Risks Associated With Depakote and Infants
Recent studies indicate that mothers during the first trimester of pregnancy and taking Depakote put the fetus at risk of developing numerous birth defects and a level two to seven times the normal rate. The numerous potential issues that could affect the infant are:
According to a recent epidemiological study, children who were exposed to Depakote while in utero were linked to decreased IQ scores. In addition, the FDA released a warning after several studies were performed on children who were exposed to Depakote while in utero. The results of the studies is a major part of the reason that the FDA changed Depakote to a Class D Drug, meaning there is evidence of the risk of infant harm.
Atrial Septal Defect
Atrial septal defect (ASD) is a congenital heart defect marked by an unusual opening between the upper chambers of the heart. It’s commonly referred to as “hole in the heart.” Infants exposed to Depakote in utero are 2.5 times more likely to have the condition when compared to infants who aren’t exposed to the drug.
Cleft Lip and Cleft Palate
Cleft lip and cleft palate are a type of birth defect that happens when an infant’s lip or mouth fail to form properly during pregnancy. According to Lolkje T.W. de Jong-van den Berg’s studies, infants exposed to Depakote during pregnancy are five times more likely to develop cleft lip or cleft palate.
“These findings provide further evidence to avoid valproic acid, if possible, in pregnant women and (for doctors) to discuss with girls and women of childbearing potential the risk of the drug for the unborn child,” states Dr. Jong-van den Berg.
Per the Centers for Disease Control and Prevention (CDC), spina bifida is considered a serious birth defect as it affects an infant’s spine, causing physical and sometime intellectual disabilities. Babies exposed to Depakote during pregnancy are 12.5 times more likely to develop spina bifida.
Other birth defects associated with Depakote include:
- Neural tube defects and malformation
Breastfeeding and Depakote
Since Depakote enters the bloodstream, it will also enter the maternal milk supply, yet the amount will vary according to each mother. In recent report published by the National Institutes of Health (NIH), infants experience sedation and drowsiness while breastfeeding. However, when the mothers stopped taking the drug, the sedation and drowsiness cleared.
In another instance, an 2-month-old infant who was exposed to Depakote via breastfeeding experienced not only sedation, but red spots on the skin, known as Petechiae, as well as anemia,thrombocytopenia, and hematuria. The infant’s mother took 600 mg of Depakote twice a day.
However, it’s important to note that the study also showed that some infants who were exposed to Depakote after breast feeding showed no adverse reactions. Each individual is different, and if you’re considering taking Depakote while you breastfeed, be certain to talk with your physician beforehand.

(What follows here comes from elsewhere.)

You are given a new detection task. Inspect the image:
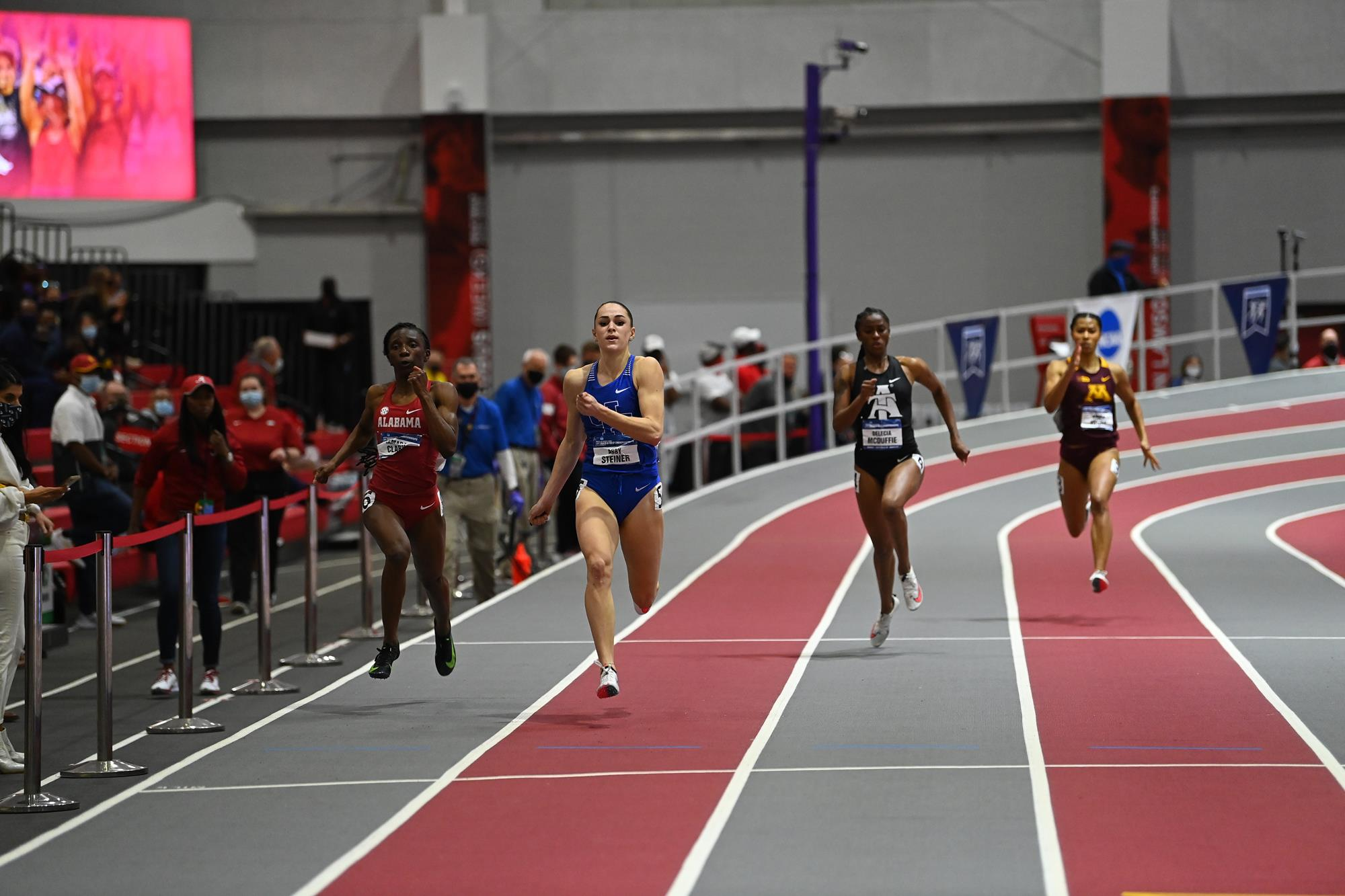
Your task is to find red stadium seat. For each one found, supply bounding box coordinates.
[23,429,51,464]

Liability if Birth Defects Happen
Although the FDA warned the public of the dangers of birth defects associated with Depakote, physicians often still prescribe the medication if they feel that the benefits of treating the mother’s health issues outweigh the risks of possible birth defects. However, physicians must always warn pregnant women of the hazards linked to Depakote and give them the option to choose whether to continue with the medication or not. If doctors fail to provide this important information, they may be liable for damages.
In addition, if the manufacturer of medications knowingly hide information regarding the risks and dangers linked to their drug, they may also be liable for any birth injuries or birth defects that occur.